Promesses sincères autant qu'intéressées, auxquelles donnait un triste regain d'actualité la présence des trois malades immobiles sous la tente.
Ceux-là, du reste, ne vont ni mieux ni plus mal, sauf toutefois Nick, dont la maladie a été arrêtée net par l'absorption du sang de phoque avalé tout chaud.
Encore une autre dose et il serait guéri. Mais quand pareille aubaine se renouvellera-t-elle?
Qui sait si une rechute grave, peut-être mortelle ne se produira pas, avant que le sauvage pourvoyeur réussisse à opérer d'autres captures.
Cependant le capitaine a un long entretien avec le second Berchou, le docteur, et Guénic remplaçant momentanément le lieutenant Vasseur, atteint de scorbut.
La maladie d'une partie de l'équipage, la mort de Fritz, l'état de la banquise, l'impossibilité absolue de faire franchir à la chaloupe et aux baleinières un tel obstacle, tout concourt à la modification du projet primitif, consistant à ne quitter, sous aucun prétexte, ses matelots.
Mais, comme dit le proverbe: Nécessité n'a pas de loi.
Ce qu'un plus grand nombre ne peut tenter, un petit groupe a plus de facilités pour l'opérer.
Il partira donc seul de l'état-major, accompagné de quatre hommes au plus, et une demi-douzaine de chiens.
Il emmènera le bateau plat avec vingt-cinq jours de vivres, deux sacs pour dormir, quelques médicaments, un sextant, un horizon artificiel, un chronomètre, une lunette astronomique, des armes, des munitions, des pelles et des pioches, en un mot le minimum d'objets strictement indispensables.
Eu égard à la légèreté de ce matériel que les chiens pourraient seuls et très facilement traîner sur une glace plane, les hommes pourront conserver leur vigueur pour agir dans les endroits difficiles et se ménager, quand il n'y aura pas urgence absolue de donner le coup de collier.
Pour ne pas faire de jaloux, le capitaine eût bien désigné par le sort ceux qui doivent l'accompagner.
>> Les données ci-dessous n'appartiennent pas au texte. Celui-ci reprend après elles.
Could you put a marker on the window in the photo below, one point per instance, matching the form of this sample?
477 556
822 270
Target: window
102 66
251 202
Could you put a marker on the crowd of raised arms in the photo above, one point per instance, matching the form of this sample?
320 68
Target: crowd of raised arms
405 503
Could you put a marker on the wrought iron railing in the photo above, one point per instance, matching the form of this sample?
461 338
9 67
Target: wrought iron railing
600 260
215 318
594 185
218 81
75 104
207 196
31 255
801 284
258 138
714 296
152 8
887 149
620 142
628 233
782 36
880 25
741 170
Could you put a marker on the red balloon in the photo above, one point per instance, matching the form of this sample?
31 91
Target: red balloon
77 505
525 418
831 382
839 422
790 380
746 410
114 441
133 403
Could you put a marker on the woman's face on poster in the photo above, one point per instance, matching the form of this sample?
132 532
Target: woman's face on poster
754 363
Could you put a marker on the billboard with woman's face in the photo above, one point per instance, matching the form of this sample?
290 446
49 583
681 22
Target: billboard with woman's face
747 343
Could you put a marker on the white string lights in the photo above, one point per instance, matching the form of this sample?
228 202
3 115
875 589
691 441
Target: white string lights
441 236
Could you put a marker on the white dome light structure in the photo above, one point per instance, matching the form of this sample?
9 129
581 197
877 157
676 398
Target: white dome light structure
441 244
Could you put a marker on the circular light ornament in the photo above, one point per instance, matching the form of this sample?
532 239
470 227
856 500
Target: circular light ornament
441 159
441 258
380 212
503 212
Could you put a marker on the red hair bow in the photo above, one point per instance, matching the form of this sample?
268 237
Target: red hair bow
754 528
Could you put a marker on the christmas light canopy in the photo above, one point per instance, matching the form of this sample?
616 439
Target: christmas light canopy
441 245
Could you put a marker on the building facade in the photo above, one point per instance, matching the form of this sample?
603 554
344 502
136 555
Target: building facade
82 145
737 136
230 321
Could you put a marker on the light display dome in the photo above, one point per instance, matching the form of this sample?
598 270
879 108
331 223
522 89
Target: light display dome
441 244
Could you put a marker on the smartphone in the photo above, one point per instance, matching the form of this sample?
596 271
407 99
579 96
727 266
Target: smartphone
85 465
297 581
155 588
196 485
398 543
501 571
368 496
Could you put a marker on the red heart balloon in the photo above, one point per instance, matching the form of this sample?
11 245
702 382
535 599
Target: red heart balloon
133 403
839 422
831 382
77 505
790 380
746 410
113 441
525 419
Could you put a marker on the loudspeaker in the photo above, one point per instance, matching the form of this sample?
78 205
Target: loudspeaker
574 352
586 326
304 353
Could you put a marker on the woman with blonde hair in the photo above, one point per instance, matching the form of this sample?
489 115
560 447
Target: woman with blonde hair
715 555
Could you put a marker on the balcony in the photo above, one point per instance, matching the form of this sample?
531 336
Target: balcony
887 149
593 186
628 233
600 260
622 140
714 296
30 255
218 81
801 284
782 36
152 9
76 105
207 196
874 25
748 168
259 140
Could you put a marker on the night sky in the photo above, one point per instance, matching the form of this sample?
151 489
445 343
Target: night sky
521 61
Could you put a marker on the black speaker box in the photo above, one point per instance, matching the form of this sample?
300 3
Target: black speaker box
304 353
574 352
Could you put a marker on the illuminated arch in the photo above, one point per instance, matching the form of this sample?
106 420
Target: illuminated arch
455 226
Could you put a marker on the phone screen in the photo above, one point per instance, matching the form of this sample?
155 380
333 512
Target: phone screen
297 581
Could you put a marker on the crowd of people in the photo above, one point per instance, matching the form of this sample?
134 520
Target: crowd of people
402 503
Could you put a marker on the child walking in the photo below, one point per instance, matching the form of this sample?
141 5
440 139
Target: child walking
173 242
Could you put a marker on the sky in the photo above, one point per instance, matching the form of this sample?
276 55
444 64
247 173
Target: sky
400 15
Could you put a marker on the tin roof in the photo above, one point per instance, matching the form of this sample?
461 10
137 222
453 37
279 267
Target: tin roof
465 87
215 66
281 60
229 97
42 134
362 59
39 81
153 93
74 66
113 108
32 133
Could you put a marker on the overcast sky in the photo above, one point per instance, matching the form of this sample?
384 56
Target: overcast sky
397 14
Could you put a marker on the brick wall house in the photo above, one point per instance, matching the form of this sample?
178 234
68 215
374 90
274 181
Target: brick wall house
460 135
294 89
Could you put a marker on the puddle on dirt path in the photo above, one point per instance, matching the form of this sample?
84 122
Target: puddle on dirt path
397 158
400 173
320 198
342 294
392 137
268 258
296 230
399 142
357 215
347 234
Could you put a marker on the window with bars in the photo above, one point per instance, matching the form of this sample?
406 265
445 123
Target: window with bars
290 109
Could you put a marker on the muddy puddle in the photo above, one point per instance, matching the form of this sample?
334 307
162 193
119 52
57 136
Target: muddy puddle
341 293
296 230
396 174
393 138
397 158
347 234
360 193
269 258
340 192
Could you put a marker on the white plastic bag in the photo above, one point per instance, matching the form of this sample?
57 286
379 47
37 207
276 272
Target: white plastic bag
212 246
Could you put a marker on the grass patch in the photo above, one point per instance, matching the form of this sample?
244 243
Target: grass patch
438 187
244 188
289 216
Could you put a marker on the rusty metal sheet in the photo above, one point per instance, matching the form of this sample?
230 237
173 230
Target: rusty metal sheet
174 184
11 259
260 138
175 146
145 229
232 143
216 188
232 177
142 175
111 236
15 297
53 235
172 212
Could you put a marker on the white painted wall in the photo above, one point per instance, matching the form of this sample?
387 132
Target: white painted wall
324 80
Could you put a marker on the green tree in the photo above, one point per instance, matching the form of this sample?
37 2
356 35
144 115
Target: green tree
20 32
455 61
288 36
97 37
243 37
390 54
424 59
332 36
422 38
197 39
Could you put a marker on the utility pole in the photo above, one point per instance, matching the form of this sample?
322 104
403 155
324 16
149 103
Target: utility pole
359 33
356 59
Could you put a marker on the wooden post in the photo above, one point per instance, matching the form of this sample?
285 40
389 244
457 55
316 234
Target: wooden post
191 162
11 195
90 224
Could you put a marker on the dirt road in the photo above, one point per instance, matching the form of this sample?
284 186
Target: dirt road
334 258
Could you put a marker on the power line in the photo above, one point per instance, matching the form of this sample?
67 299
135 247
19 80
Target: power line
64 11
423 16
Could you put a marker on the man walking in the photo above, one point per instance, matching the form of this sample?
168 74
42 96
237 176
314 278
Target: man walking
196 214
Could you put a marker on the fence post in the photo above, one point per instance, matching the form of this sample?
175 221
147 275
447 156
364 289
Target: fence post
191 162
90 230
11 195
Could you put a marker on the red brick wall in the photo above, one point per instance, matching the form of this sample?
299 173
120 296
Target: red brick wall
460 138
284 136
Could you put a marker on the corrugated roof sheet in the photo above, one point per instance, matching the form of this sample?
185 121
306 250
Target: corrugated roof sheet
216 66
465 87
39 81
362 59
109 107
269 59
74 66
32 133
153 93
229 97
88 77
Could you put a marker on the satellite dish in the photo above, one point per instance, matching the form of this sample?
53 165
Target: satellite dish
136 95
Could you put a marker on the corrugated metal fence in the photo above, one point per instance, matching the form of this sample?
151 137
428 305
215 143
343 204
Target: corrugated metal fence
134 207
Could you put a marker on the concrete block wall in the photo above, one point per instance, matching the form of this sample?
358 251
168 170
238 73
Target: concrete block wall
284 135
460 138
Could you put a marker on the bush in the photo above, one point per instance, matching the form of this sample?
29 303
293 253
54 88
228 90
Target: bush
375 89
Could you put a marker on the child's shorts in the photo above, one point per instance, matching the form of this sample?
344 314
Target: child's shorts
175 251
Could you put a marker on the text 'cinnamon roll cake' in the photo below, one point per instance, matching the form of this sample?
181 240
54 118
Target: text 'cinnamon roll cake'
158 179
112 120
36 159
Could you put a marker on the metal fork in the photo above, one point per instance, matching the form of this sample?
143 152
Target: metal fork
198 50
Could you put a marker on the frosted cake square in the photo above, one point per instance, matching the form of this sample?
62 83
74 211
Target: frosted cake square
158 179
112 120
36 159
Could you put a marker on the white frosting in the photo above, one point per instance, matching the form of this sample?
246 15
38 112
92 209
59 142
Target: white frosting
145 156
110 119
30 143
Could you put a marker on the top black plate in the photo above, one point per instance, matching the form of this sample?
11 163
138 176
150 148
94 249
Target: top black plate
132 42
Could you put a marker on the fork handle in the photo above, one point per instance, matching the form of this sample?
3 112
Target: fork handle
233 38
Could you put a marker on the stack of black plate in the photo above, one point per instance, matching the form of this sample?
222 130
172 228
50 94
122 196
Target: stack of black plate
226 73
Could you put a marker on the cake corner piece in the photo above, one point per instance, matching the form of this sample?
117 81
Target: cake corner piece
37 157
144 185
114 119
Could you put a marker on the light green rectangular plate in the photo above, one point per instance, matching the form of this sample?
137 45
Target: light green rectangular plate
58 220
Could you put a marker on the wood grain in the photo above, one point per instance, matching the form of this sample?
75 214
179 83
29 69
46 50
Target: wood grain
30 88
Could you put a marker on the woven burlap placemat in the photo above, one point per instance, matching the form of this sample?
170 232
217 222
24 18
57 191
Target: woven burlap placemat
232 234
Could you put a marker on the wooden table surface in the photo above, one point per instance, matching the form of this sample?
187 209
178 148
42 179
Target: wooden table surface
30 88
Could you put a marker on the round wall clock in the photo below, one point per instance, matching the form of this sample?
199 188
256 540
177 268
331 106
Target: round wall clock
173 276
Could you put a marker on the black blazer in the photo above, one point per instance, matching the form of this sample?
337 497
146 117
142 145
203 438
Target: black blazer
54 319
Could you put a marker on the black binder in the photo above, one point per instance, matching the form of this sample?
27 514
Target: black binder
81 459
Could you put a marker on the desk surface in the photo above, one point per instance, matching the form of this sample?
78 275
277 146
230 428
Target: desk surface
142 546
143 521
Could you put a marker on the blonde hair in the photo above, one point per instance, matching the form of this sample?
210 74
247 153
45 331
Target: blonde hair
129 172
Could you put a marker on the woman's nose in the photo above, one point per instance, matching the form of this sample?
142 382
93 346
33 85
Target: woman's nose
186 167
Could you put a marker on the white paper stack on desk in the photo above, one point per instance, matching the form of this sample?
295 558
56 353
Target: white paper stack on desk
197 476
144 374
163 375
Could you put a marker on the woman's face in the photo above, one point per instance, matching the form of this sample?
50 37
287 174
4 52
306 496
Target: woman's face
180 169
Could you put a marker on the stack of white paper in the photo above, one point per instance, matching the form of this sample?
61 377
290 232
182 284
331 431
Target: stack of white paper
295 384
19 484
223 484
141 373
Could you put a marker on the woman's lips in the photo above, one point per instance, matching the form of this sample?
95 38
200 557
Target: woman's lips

Mais il y a pas mal d'éclopés parmi l'équipage, et il lui faut choisir ceux qui, jusqu'alors, sont restés indemnes de toute maladie.
Chose assez singulière, ce sont positivement des hommes du Midi, du moins sauf un, qui ont victorieusement bravé les rigueurs polaires. Jean Itourria et Michel Elimberri, les deux Basques, plus Dumas le Provençal et le Parisien Farin dit Plume-au-Vent.
Ces quatre homme sont en conséquence désignés par le capitaine pour marcher avec lui, sans qu'il leur en soit fait pour cela une obligation formelle. Ce n'est plus une affaire de service pour laquelle il n'y a pas de refus possible, mais une sorte d'enrôlement volontaire qu'ils peuvent décliner pour un motif ou pour un autre.
Bien loin d'ailleurs d'hésiter au moment d'affronter cet inconnu plus redoutable encore, les quatre matelots témoignent leur joie par un cri retentissant de: Vive le capitaine! comme si ce choix qui va encore aggraver leurs misères était la plus enviée des faveurs.
Pour la première fois, Dumas rend son tablier et offre l'insigne professionnel à Courapied dit Marche-à-Terre, qui a, paraît-il, en maintes circonstances, montré de réelles dispositions culinaires.
Le choix de Dumas dont nul ne songe même à discuter la compétence est ratifié à l'unanimité.
Courapied est promu maître coq intérimaire et entre en fonctions à l'instant même, pour préparer le repas d'adieu qui fut du reste parfaitement exécrable.
Le lendemain, la petite troupe escortée des hommes valides se mettait résolument en marche et pointait vers le Nord à travers les escarpements de la banquise.